Le 13 mars 1977, Jan Patocka, né en 1907 à Turnov, en Bohème austro-hongroise (aujourd’hui en République tchèque), meurt d’une hémorragie cérébrale à l’hôpital de Strahov, à Prague, devenue la capitale de la République socialiste tchécoslovaque. La mort du philosophe survient alors qu’il est en lutte contre le pouvoir et en butte à d’interminables interrogatoires policiers, qui se poursuivent jusqu’à son lit d’hôpital après qu’un premier malaise l’a rendu aphasique et paralysé. En Occident, la nouvelle stu­péfie. Dans cette période où le monde du « socialisme réel » commence à trembler sur ses bases sans qu’on le sache encore, on érige pour de bonnes raisons en martyr ­celui qui assume depuis peu avec l’écrivain Vaclav Havel et le juriste Jiri Hajek la tâche de porte-parole de la Charte 77.

Ce document, qui vient d’être publié clandestinement, rassemble un certain nombre d’intellectuels exigeant la liberté d’expression. Le régime s’était engagé à la respecter en ratifiant les accords d’Helsinki (1975), par lesquels plusieurs pays, de part et d’autre du « rideau de fer », s’engageaient à établir une paix durable et à garantir les droits fondamentaux de leurs citoyens. Mais, dans la Tchécoslovaquie postérieure à l’écrasement du « printemps de Prague » (1968) par la Russie et ses alliés, le vent souffle dans le sens de la répression. Les signataires de la Charte 77 réclament symboliquement le rétablissement d’une célébration officielle pour l’anniversaire de la Ire République, une démocratie parlementaire, née en 1918 à la chute de l’Empire austro-hongrois.

Dès lors que le respect de l’humanité en l’homme se trouve en cause

Comme Jan Patocka l’écrit en décembre 1976 à Florence Weber, une proche de son ami le philosophe et mathématicien Robert Campbell (1912-1985), avec lequel il entretient une passionnante correspondance en français, de 1946 à sa mort (Editions Jérôme Millon, 2019) : « Il me semble qu’il serait urgent de pousser certains Etats à s’en tenir à la stricte légalité et à ne pas violer les lois qu’ils se sont eux-mêmes données ou qu’ils ont approuvées. » Pour lui, la dissidence qui renaît à la faveur de la Charte 77 redonne de l’actualité à l’idéal kantien de la Métaphysique des mœurs (1797) : « Il y a cent quatre-vingts ans déjà, note Patocka à ce propos dans un de ses commentaires de la charte, on a souligné, par une analyse conceptuelle rigoureuse, que toutes les obligations morales reposent sur ce qu’on peut appeler le devoir de l’homme envers lui-même, lequel englobe le devoir de se défendre contre l’injustice. » La morale n’a pas pour fonction de « faire fonctionner la société », ajoute-t-il.
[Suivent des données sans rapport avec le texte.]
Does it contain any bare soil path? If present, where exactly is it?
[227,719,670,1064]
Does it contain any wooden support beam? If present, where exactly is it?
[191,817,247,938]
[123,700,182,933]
Elle doit se montrer inconditionnelle dès lors que le respect de l’humanité en l’homme se trouve en cause.

Ce caractère éthique de la dissidence, Patocka le qualifie de « politique apolitique », empruntant la formule au philosophe et fondateur de la Ire République tchécoslovaque, Tomas Masaryk (1850-1937), dont il a étudié et édité les œuvres au début des ­années 1950, après sa deuxième expulsion, en 1948, de l’université en cours de stalini­sation (la première fut le fait de l’occupant ­allemand en 1939). L’expression « pourrait se doter d’un sens nouveau de nos jours, ­notet-il en décembre 1976. Cette solidarité de ceux qui ont souffert un ébranlement de ­certaines convictions, qui se rassemblent, par-delà les dogmatismes, pour se solidariser concrètement entre êtres humains ! On en sent la poussée un peu partout ». Car, pour Jan Patocka, une révolte authentique ne naît pas de l’indignation ni de la colère. Dans les conférences qu’il tient à son domicile ou dans une cachette et qui sont diffusées par samizdats (ces imprimés qui, à l’Est, circulent sous le manteau) – elles sont réunies dans les Essais hérétiques (Verdier, 1981) –, le philosophe pense en temps réel sa propre expérience de la subversion au nom du droit.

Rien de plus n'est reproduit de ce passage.